Sascha Hoogendoorn is seeing a rapid rise in home delivery services. “People are ordering much more online and having it delivered. The Netherlands was behind other nations such as the USA, Great Britain and countries in Asia. If people now experience the convenience of home delivery and jump the hurdle of online ordering, you can expect a lasting change. It could have a major long-term impact. Neighbourhood supermarkets are already disappearing. Will the larger supermarkets follow suit? Or will there be a rebound to small-scale and local? There will be clear consequences for urban traffic flows.”

‘Working at home could become the norm’

Her colleague Serge Hoogendoorn is interested in what the massive scale of working at home will bring. “We know that some forms of nudging (a subtle push to change behaviour, eds.) do cause lasting behaviour change. Perhaps this will also be the case for working at home when this crisis is over. It could be that after the crisis it becomes the norm and will be combined with video conferencing.”

Hans van Lint heads the DiTT lab (Data Analytics & Traffic Simulation Lab) and tries to measure the impact of these types of behaviour change and to create models using the data. “Imagine if 5% to 10% of people continue working at home after the corona crisis. This is a reasonable percentage. What would happen to the traffic flows? We could simulate this if we had survey data.”

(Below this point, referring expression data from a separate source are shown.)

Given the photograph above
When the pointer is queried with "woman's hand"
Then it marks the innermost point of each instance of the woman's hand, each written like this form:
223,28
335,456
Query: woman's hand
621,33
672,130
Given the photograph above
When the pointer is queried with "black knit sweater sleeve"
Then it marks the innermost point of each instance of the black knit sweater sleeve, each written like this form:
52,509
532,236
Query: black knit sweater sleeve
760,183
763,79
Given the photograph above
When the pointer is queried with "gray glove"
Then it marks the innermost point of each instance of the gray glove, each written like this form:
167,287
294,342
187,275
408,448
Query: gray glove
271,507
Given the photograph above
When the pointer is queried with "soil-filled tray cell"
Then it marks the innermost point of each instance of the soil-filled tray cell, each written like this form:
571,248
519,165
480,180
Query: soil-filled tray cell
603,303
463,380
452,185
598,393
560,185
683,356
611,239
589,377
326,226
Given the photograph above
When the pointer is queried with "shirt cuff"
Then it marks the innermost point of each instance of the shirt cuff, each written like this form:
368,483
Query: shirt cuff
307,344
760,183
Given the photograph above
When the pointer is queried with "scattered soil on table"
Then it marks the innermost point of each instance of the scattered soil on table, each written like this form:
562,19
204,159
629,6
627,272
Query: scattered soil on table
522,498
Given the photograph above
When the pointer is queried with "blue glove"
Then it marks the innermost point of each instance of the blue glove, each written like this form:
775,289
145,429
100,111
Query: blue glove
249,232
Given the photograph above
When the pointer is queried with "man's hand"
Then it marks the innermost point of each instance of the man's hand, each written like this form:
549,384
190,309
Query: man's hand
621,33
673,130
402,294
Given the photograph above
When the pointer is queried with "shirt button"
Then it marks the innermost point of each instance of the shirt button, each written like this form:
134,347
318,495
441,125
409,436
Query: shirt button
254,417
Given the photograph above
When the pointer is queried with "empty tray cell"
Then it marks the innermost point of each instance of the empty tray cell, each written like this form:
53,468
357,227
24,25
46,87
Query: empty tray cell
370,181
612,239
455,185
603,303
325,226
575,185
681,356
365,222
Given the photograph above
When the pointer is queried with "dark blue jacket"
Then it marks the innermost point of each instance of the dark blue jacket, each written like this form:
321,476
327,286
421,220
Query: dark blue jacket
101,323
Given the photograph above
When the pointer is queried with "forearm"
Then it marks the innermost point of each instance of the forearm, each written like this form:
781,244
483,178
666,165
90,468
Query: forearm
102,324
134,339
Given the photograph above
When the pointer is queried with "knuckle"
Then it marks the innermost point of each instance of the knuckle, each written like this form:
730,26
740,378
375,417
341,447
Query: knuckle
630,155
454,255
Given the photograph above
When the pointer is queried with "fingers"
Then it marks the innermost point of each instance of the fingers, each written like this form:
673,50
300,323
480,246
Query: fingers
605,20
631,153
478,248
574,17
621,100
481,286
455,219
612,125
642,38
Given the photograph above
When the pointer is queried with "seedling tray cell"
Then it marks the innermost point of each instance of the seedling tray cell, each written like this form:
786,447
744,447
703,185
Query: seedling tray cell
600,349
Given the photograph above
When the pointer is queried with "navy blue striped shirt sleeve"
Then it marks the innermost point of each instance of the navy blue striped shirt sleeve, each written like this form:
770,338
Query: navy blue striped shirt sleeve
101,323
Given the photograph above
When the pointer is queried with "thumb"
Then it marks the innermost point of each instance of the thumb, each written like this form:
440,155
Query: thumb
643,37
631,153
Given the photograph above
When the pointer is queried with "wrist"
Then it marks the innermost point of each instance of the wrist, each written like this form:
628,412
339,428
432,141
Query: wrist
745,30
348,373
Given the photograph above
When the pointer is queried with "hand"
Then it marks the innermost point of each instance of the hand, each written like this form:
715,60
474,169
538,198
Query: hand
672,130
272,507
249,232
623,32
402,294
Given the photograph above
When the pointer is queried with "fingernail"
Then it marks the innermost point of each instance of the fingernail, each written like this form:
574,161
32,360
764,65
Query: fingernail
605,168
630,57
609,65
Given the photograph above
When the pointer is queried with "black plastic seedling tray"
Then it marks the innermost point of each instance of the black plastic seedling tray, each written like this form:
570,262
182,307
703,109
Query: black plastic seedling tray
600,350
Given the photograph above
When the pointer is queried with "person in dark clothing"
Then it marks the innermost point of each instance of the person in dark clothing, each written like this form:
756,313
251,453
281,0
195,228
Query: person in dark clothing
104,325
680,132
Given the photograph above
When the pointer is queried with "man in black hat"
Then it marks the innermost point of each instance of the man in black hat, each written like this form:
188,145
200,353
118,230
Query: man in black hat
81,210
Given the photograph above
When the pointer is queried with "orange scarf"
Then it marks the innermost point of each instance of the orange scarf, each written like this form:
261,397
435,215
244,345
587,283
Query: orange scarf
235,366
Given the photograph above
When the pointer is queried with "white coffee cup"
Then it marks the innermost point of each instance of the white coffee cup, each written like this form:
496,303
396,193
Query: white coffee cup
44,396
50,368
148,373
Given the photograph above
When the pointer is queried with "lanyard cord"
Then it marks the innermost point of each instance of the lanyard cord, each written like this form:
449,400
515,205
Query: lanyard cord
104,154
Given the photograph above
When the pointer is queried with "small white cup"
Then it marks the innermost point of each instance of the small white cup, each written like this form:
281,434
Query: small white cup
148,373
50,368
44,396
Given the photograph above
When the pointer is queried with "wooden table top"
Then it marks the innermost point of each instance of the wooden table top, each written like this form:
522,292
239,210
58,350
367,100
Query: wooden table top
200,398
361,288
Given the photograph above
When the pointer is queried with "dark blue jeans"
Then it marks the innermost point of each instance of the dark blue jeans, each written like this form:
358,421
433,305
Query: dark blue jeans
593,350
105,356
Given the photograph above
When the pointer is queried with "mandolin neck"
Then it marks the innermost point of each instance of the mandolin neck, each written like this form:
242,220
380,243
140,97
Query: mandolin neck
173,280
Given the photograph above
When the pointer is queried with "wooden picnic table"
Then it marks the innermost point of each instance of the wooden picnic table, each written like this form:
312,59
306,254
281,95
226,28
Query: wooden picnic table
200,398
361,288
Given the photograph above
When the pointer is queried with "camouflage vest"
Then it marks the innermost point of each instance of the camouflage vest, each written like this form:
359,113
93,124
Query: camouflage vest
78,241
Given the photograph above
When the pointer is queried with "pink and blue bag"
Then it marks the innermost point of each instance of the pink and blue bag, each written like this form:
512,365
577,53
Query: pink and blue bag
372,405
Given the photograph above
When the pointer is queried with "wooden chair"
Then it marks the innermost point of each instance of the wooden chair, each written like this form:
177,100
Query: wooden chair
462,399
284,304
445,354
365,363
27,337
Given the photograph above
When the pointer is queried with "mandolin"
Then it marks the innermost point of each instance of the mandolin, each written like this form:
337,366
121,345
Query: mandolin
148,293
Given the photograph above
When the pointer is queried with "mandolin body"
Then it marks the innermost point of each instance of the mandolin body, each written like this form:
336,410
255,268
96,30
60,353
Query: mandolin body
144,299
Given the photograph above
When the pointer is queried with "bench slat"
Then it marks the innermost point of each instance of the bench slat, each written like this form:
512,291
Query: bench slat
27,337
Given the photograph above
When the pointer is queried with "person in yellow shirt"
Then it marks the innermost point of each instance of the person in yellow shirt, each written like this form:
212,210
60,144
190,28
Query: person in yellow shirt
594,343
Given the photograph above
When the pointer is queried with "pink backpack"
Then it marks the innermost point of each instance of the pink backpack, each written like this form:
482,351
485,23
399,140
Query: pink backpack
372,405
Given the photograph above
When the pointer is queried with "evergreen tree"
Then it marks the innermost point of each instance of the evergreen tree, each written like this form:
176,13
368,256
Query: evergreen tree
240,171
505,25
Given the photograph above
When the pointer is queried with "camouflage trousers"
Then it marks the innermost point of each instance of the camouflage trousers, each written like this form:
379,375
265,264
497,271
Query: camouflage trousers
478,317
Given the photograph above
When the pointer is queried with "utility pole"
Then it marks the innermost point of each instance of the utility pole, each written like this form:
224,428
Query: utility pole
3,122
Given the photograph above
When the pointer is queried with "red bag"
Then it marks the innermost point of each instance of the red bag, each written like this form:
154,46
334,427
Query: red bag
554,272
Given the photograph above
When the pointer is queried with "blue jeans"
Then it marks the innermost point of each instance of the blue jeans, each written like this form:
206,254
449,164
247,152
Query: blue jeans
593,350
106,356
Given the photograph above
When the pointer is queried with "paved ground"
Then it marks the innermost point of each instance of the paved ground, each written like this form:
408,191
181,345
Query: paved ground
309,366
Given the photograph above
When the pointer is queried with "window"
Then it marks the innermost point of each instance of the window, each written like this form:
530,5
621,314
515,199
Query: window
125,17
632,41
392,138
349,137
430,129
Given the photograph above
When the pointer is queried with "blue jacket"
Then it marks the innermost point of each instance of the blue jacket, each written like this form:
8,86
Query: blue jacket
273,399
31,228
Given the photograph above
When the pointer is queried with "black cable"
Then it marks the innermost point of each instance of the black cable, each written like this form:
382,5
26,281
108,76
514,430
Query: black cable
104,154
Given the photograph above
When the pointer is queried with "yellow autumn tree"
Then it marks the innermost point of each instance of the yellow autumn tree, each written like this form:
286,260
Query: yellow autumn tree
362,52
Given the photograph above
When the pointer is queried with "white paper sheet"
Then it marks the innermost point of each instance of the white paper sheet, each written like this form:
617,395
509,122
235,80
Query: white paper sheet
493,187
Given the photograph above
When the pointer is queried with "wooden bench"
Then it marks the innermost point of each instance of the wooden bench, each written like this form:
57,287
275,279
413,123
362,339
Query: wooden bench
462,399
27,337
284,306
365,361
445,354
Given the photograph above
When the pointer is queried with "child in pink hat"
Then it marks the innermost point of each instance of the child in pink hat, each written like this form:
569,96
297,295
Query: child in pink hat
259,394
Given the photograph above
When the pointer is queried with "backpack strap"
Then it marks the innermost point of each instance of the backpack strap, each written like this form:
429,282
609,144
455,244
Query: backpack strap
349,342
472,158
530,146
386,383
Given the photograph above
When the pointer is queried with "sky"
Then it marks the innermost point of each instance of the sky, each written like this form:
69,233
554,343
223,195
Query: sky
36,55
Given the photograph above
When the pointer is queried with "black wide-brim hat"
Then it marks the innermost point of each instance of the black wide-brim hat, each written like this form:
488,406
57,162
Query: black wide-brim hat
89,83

The researchers are also working on the implications for public transport. People are currently avoiding public transport and are taking the car, bicycle or walking further. “The demand for public transport has dropped and the supply has also been reduced,” says Serge Hoogendoorn. “Even newer forms of mobility, such as Uber, are suffering. The question is the extent to which these effects will slow down the introduction of new forms of mobility. Take Mobility as a Service (MaaS) for example. The idea behind MaaS is that planning, booking and paying for all available forms of transport is done on an app. These could be shared bicycles, cars and scooters or trains, trams, taxis or water taxis. At some point, people could even share their own cars or bicycles. All these different forms of transport could be combined and customised to accommodate travellers’ preferences and improve the mobility system.”